Are Chickens Pets or Agriculture? PA Commonwealth Court Weighs In
On April 24, 2020, the Commonwealth Court issued an opinion in the case of Sabatini v. Zoning Hearing Board of Fayette County, 668 C.D. 2019. Sabatini owns a property containing approximately 1.85 acres that is zoned R-1 in Fayette County. Sabatini owns eighteen pet chickens including one rooster that have lived with his family on the property for four-and-a-half years. Sabatini does not advertise for sale chicken eggs, meat or feathers and he does not sell, butcher or eat any of the chickens. The chickens all have names, are kept in a coop but are allowed to roam on the property when they can be watched by the family.

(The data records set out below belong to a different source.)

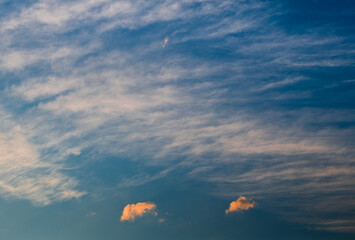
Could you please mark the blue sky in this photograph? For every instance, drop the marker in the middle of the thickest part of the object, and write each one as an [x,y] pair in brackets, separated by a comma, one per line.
[193,119]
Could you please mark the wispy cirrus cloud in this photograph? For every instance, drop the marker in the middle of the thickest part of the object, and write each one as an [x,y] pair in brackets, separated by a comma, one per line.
[263,106]
[22,173]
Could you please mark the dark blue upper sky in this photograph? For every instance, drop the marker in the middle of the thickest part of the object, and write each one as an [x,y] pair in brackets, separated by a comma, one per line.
[170,119]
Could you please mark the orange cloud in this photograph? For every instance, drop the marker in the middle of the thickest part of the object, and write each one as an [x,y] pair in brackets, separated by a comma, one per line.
[131,211]
[242,203]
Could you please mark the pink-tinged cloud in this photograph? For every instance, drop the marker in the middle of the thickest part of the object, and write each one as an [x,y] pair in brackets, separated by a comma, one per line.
[242,203]
[131,211]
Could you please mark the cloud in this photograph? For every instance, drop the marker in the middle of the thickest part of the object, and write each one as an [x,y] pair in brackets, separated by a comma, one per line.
[77,91]
[131,211]
[90,214]
[165,42]
[242,203]
[24,175]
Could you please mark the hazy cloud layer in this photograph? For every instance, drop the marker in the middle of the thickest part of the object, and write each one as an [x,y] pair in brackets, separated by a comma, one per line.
[270,113]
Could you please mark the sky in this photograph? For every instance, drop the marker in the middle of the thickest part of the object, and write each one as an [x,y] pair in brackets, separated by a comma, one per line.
[179,120]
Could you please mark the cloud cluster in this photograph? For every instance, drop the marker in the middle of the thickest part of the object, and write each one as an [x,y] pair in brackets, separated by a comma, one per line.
[70,89]
[242,203]
[131,211]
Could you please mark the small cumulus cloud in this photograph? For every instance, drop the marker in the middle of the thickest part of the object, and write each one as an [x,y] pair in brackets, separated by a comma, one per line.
[131,211]
[242,203]
[90,214]
[165,42]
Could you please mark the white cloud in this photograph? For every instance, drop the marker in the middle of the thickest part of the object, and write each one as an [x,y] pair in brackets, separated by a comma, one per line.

The County Planning/Zoning Technician issued an enforcement notice for the keeping of agricultural animals on a property that is zoned residential. The Zoning Hearing Board denied Sabatini’s request to reverse the enforcement notice and the Court of Common Pleas upheld the Board’s decision.
The R1 Zoning District does not permit agriculture as a permitted use or by special exception. The Zoning Ordinance defines “Agriculture” as: “the commercial production and preparation for market of crops, livestock and livestock products, harvesting and preparation for market or use of agricultural, agronomic, horticultural, sivicultural, and aquacultural crops and commodities…”

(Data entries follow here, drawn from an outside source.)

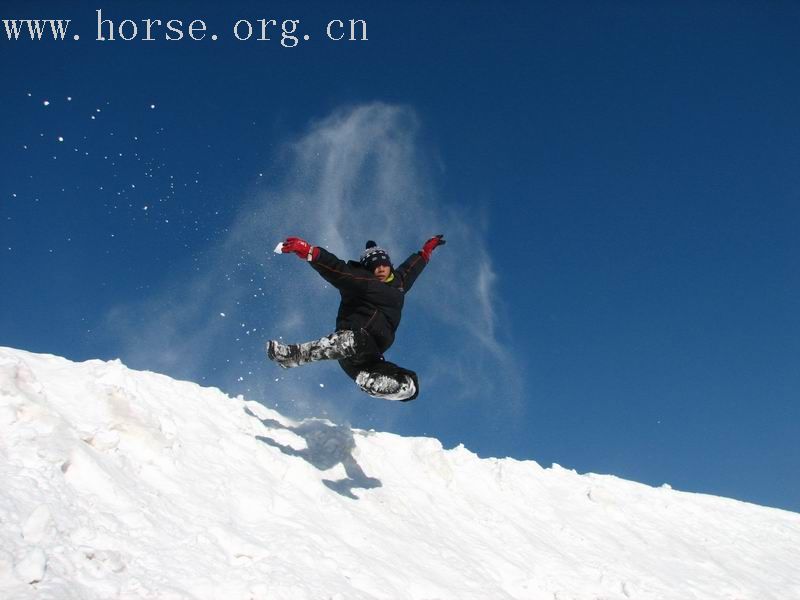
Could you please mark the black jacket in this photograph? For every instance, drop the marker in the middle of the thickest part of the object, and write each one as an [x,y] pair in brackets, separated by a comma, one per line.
[367,302]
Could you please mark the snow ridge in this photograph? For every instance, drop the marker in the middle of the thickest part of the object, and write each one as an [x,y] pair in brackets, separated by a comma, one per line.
[123,484]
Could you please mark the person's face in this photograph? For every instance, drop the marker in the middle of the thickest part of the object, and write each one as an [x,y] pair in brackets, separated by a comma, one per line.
[382,272]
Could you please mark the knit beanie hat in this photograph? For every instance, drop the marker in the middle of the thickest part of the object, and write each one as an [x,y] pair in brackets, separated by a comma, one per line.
[374,256]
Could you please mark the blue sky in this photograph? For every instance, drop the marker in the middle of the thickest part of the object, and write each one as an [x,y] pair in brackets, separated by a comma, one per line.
[618,182]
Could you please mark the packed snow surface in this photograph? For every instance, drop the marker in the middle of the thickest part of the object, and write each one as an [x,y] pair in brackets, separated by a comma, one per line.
[123,484]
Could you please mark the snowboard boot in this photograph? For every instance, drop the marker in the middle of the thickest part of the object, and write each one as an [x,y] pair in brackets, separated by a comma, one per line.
[399,387]
[336,346]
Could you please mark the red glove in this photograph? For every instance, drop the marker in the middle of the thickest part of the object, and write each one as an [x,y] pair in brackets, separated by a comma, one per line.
[432,243]
[300,247]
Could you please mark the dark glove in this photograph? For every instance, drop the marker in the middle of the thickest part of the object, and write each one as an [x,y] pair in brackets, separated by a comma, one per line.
[432,243]
[300,247]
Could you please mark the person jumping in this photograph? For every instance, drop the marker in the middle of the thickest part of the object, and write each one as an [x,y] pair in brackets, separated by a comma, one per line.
[372,292]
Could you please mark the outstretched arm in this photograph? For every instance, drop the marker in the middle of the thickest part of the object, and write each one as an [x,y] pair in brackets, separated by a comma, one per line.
[415,264]
[334,270]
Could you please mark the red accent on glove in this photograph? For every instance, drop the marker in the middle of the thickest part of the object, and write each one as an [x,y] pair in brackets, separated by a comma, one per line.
[430,245]
[300,247]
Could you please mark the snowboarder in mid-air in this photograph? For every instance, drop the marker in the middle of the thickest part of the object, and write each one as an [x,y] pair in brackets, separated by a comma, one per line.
[372,293]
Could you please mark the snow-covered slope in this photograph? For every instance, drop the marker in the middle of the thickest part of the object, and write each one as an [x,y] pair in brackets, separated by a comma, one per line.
[123,484]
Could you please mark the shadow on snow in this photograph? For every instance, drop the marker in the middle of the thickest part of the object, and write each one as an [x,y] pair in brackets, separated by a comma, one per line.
[327,445]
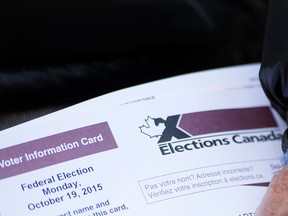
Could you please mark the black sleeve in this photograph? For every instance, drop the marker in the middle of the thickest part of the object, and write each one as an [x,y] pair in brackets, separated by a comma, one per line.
[274,66]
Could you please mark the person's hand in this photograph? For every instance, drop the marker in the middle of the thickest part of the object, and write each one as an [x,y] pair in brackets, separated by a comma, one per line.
[275,200]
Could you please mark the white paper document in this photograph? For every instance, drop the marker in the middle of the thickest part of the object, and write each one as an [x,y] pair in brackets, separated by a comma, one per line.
[205,143]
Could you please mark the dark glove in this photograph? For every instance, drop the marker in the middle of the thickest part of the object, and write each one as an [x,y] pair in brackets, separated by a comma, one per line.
[274,66]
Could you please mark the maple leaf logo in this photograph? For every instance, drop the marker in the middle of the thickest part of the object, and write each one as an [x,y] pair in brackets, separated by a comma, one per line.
[151,129]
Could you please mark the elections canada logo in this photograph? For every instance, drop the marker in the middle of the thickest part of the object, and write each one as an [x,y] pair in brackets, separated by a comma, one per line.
[193,131]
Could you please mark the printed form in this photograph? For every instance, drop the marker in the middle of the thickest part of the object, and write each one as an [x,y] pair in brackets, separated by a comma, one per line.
[205,143]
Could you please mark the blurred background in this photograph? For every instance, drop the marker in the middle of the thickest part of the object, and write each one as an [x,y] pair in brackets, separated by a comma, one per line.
[54,54]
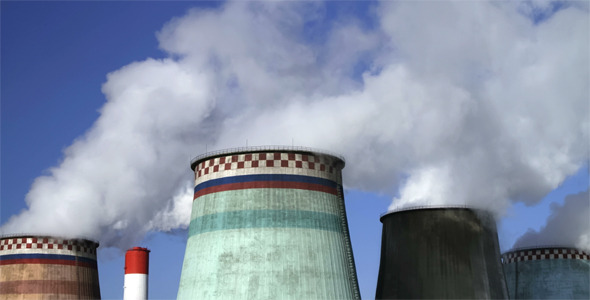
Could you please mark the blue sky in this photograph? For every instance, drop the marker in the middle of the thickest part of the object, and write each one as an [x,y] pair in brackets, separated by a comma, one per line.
[55,57]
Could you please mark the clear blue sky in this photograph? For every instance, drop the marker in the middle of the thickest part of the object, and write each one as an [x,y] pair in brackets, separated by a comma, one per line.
[54,59]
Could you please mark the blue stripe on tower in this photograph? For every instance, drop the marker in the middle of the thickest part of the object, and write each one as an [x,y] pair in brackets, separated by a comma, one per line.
[266,177]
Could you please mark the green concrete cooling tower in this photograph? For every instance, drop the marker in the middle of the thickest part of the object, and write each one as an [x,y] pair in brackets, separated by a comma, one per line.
[268,223]
[547,273]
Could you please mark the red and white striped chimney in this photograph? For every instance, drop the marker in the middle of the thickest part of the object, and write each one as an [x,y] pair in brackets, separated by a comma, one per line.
[136,274]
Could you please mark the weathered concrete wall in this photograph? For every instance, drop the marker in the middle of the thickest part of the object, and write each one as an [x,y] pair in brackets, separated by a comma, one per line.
[48,268]
[444,253]
[268,226]
[548,273]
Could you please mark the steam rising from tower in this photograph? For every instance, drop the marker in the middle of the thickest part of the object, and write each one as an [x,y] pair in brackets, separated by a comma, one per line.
[268,223]
[446,253]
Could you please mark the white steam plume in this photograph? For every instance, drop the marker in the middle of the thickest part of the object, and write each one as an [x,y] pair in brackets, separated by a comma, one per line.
[457,103]
[568,225]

The Commonwealth Court held that “[t]he phrase ‘the commercial production and preparation for market of’ modifies each of the succeeding nouns, ‘crops, livestock and livestock products,’ in the list equally.” In order for the chickens in question to meet the definition of “agriculture’, even assuming they are “livestock” they must be utilized “commercially and for market.”
The Ordinance does not define “commercial” so the Court looked to the definitions in Black’s Law Dictionary and Webster’s Dictionary. “These definitions are in line with the Ordinance’s requirement that the commercial activity be done with the goal of placing the product in the ‘market’.” The Ordinance also does not define “livestock” but the Court looked again at Black’s Law Dictionary and Webster’s Dictionary to determine that chickens are livestock.
The Court found that the facts of this case show that these chickens were not raised for commercial purposes. The record shows that Sabatini was not engaged in the buying or selling of chickens or chicken-related products and the chickens were not placed on the “market” to make a profit from them. The Court further held that it could not “ignore the plain language of the Ordinance that requires agriculture to be commercial in nature.”
The Board argued that because a Section of the Zoning Ordinance governing Agriculture contained requirements and limitations for poultry enclosures did not mean that Sabatini’s use met the definition of “Agriculture”. The Court concluded that Sabatini’s keeping of these chickens is not agriculture and therefore reversed the Trial Court’s decision.
This article is not legal advice and is provided for informational purposes only. Actual legal advice can only be provided after consultation by an attorney licensed in your jurisdiction.